The study of the renal dynamics of ion handling pointed to the diagnostic suspicion of a primary renal salt-wasting tubular disorder with secondary hyperaldosteronism. Despite the absence of hypomagnesaemia, low calciuria, age, and mild symptoms suggested Gitelman syndrome. Confirming this diagnosis requires demonstrating the presence of inactivating biallelic mutations in the SLC12A3 gene. In this case, a novel homozygous mutation was found, despite the absence of consanguinity in the parents. This gene encodes the thiazide-sensitive sodium-chloride cotransporter in the apical membrane of the distal convoluted tubule8, so its inactivation causes the activation of the RAAS due to hypovolaemia, and aldosterone acts on the mineralocorticoid receptor in the cortical collecting tubule, activating the epithelial sodium channel (ENaC). This activation stimulates electrogenic reabsorption of sodium with secretion of potassium and hydrogen ions into the tubular lumen. Bartter syndrome responds to the same hormonal profile and is caused by mutations that affect sodium transport in the thick ascending portion of the loop of Henle.
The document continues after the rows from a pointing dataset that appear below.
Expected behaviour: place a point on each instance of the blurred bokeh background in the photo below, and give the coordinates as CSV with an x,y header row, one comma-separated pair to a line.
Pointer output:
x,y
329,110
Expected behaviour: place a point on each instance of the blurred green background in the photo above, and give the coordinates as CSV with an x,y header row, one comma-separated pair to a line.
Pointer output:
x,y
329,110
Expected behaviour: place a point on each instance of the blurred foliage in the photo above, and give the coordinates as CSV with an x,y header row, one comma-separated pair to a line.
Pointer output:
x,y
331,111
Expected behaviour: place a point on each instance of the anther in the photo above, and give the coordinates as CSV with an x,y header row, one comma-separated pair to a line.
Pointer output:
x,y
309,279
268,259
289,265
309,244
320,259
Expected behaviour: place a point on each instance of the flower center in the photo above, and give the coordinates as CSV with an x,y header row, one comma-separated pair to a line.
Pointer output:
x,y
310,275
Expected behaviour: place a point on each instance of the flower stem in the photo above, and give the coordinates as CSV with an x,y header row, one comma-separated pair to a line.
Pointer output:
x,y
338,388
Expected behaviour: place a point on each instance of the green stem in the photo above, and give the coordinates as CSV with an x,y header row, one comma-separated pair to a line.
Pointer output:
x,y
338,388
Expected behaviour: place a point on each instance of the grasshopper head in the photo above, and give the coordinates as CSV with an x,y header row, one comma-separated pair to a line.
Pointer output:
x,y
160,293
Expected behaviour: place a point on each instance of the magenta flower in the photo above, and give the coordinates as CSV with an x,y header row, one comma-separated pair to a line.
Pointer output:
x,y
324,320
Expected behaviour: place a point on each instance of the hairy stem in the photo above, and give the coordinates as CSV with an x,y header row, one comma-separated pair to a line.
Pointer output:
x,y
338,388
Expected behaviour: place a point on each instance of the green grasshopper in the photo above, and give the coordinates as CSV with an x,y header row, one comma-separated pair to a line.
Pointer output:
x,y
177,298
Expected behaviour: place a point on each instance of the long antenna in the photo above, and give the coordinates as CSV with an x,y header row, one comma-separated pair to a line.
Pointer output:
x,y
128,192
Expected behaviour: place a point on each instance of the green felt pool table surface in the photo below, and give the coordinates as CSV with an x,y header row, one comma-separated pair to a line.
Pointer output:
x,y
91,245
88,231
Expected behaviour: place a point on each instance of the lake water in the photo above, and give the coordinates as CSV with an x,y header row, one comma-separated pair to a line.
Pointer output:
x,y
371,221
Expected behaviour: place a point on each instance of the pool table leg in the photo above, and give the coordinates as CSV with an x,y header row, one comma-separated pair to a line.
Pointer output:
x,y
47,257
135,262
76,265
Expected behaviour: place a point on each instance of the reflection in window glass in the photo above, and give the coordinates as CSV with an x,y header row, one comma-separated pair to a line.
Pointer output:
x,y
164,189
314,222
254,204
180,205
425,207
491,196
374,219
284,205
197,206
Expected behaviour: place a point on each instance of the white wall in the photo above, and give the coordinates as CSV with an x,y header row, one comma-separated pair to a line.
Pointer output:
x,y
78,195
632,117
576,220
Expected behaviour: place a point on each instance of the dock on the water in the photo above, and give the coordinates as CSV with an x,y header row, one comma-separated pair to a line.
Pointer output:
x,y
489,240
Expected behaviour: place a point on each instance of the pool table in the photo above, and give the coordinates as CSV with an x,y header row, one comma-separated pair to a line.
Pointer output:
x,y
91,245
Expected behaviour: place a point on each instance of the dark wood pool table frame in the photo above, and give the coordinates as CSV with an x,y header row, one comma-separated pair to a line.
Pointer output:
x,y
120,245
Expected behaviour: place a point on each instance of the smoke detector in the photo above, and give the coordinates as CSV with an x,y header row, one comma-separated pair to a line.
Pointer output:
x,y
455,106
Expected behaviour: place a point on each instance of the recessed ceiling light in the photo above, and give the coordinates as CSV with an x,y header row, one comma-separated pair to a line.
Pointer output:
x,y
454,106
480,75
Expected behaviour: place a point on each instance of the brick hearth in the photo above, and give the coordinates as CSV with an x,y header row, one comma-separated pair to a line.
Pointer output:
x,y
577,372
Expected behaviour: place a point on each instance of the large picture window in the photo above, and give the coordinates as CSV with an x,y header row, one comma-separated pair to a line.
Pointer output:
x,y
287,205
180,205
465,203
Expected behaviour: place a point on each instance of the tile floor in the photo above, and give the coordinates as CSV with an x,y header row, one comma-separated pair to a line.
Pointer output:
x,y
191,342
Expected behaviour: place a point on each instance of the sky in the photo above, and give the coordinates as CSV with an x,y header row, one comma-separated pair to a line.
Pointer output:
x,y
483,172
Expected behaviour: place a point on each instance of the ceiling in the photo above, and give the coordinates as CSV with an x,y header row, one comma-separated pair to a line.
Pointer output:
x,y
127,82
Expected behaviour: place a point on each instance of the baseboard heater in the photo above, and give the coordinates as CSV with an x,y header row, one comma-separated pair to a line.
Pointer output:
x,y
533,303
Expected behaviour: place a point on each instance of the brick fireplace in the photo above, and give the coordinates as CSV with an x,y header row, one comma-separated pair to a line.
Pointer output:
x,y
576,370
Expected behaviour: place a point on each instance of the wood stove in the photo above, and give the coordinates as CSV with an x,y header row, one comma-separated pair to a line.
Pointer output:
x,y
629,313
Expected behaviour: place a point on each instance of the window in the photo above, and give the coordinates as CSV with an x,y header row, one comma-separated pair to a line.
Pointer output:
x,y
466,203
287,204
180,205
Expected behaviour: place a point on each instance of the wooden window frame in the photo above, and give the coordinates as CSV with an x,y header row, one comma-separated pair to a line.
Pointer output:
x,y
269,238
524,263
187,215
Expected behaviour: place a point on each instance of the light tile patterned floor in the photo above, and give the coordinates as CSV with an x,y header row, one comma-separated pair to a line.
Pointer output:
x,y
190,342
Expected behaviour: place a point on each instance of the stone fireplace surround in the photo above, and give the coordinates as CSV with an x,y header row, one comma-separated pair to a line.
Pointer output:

Still, the phenotype is usually more severe than in Gitelman syndrome, with earlier diagnosis and accompanied by hypercalciuria or nephrocalcinosis9.

In summary, we present a case of genetically confirmed Gitelman syndrome, detected in a department of endocrinology in the tests performed on a patient referred for hyperaldosteronism of uncertain origin. It is associated with the peculiarity of not presenting hypomagnesaemia, which attenuates the clinical picture by not producing neuromuscular symptoms (spasms, tetany), which delays diagnosis and presenting a homozygous mutation instead of a compound heterozygous one.